I have said before (most recently here) that the Senate Finance Committee was conservative, in fact the most conservative committee makeup in the Senate, and that we would be likely to lose these votes:

With numbers like this, and with the entire Democratic base mobilized intensely around the issue, you would have to be politically tone deaf as a Democrat to oppose this, but this is the Senate Finance Committee, so public option advocates are likely to lose these votes. The question, though, will be the margin. On a committee this conservative, far more conservative than the Senate as a whole, if we only get seven votes for the public option amendments, that would have to be considered a major political victory, and a sign that the public option can definitely get a majority vote on the floor.

So getting 10 votes on this is promising for those of us who believe a public option is essential.
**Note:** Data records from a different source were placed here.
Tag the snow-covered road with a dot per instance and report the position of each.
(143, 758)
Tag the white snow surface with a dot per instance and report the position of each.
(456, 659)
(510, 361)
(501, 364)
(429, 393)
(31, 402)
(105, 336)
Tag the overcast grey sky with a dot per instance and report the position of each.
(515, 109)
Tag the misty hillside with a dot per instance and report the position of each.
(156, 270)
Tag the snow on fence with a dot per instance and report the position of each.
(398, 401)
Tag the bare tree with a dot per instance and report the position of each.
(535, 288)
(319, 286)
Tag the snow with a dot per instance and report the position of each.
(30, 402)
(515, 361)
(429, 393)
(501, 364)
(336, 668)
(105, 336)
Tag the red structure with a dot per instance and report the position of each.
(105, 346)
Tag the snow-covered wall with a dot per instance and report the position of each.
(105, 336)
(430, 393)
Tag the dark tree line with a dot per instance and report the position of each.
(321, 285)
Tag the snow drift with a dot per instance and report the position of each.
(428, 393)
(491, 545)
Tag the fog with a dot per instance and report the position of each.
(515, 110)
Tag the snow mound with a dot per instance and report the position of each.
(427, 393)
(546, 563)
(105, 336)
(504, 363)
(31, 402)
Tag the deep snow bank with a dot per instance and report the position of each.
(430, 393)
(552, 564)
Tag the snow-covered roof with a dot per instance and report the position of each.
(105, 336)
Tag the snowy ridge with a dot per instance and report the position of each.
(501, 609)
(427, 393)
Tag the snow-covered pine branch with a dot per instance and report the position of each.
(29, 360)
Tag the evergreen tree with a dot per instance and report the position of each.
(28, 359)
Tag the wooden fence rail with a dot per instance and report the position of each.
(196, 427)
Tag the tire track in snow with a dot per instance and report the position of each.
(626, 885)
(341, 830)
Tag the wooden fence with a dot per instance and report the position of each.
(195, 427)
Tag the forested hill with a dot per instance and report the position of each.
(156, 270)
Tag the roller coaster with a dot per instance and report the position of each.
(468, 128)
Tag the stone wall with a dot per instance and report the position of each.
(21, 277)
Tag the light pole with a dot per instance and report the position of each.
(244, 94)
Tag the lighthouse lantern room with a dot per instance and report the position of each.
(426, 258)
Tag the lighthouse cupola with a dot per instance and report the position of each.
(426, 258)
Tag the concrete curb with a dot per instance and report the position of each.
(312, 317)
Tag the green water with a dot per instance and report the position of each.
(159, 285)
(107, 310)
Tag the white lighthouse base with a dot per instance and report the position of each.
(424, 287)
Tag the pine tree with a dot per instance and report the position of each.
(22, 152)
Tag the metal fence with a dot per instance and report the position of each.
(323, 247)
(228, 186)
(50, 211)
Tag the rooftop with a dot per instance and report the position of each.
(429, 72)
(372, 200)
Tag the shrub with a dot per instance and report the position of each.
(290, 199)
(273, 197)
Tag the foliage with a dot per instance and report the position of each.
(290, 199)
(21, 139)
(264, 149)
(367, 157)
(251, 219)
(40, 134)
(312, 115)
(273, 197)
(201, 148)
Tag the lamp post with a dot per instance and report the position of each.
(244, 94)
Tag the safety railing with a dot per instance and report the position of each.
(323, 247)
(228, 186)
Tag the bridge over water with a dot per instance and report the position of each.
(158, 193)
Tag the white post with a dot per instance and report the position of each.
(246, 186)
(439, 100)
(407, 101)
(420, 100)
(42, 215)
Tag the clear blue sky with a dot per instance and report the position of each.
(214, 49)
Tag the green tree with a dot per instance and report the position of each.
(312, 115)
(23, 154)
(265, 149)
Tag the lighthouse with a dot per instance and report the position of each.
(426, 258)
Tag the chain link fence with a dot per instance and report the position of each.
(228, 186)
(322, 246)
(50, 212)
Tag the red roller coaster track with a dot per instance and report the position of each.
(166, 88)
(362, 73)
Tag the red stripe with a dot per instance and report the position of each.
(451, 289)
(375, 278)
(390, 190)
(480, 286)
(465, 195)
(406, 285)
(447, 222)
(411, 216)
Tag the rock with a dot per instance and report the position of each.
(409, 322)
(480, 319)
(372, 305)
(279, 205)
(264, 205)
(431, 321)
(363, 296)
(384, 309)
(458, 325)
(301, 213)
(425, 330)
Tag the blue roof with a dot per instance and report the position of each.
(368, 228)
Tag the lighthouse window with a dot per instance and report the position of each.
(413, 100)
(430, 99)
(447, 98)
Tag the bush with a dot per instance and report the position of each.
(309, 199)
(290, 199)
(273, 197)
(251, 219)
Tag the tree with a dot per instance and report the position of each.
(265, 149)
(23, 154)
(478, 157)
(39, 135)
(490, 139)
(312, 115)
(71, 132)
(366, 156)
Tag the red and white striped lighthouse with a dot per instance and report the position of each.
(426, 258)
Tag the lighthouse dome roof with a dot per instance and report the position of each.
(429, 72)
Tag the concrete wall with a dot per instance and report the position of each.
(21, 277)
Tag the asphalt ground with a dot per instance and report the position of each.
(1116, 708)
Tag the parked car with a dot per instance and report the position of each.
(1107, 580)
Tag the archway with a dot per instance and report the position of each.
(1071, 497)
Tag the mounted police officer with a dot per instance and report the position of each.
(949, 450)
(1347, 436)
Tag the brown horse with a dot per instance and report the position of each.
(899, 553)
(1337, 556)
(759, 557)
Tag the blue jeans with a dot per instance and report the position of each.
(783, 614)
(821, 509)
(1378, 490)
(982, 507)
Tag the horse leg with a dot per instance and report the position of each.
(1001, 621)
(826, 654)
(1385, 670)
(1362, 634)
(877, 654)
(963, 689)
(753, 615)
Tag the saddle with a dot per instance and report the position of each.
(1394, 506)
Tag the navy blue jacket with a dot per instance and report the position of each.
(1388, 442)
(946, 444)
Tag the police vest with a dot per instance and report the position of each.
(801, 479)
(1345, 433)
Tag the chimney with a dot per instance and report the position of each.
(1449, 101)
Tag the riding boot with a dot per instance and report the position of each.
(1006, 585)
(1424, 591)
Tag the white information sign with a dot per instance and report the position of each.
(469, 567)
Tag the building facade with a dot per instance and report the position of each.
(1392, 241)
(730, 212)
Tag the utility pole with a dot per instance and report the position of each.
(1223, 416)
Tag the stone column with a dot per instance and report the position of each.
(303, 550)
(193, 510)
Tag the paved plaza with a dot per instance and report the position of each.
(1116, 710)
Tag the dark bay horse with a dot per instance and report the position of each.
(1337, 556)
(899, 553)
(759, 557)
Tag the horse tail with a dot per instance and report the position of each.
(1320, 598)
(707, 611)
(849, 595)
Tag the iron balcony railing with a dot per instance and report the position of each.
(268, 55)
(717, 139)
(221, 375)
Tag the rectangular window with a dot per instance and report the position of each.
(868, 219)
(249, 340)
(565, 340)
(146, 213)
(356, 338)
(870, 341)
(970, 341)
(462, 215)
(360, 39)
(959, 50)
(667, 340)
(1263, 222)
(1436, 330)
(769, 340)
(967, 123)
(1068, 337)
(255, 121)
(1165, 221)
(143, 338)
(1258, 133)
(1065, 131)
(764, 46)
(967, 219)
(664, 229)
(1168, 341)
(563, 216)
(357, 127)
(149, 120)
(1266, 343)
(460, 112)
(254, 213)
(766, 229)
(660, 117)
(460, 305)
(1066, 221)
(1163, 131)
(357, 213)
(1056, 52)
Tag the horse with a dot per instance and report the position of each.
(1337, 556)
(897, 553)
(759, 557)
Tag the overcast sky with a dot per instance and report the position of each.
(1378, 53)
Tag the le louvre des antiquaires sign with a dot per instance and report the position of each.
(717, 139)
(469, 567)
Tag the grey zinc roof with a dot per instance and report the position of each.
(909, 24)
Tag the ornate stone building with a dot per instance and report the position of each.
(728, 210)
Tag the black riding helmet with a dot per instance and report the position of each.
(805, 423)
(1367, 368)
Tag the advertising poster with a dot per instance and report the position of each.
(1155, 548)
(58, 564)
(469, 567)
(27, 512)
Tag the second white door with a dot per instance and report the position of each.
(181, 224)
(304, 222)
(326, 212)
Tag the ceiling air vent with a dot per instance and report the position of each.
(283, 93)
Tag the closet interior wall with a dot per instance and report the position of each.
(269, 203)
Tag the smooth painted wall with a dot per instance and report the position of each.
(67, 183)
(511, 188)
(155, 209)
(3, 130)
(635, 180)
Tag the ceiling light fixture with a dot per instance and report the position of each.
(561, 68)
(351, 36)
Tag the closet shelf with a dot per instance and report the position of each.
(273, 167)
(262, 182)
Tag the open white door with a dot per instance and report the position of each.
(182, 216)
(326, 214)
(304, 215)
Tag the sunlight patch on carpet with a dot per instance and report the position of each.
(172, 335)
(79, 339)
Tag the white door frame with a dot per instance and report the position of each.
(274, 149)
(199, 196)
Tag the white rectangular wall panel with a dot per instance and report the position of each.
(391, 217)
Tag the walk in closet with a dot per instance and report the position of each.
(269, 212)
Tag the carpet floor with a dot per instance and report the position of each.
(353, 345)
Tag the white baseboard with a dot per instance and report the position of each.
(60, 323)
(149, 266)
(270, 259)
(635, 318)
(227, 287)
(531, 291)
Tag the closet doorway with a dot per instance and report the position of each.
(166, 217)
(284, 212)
Baucus, Conrad, Lincoln, Carper, and Bill Nelson are five of the ten most conservative Dems in the Senate, and on the Schumer amendment, even two of them went with us. President Obama is for it, a majority in the House is for it, and the whip count we're running at OpenLeft.com shows that 51 Democrats are in favor of it. And today Tom Harkin confirmed that our whip count is right:

"I have polled senators, and the vast majority of Democrats -- maybe approaching 50 -- support a public option," Harkin said told the liberal "Bill Press Radio Show." "So why shouldn't we have a public option? We have the votes.

"I believe we'll have the 60 votes, now that we have the new senator from Massachusetts, to at least get it on the Senate floor," Harkin later added. "But once we cross that hurdle, we only need 51 votes for the public option. And I believe there are, comfortably, 51 votes for a public option."

Will all this evidence, the public option will only be hard to beat if Democratic leaders decide they don't want to do it.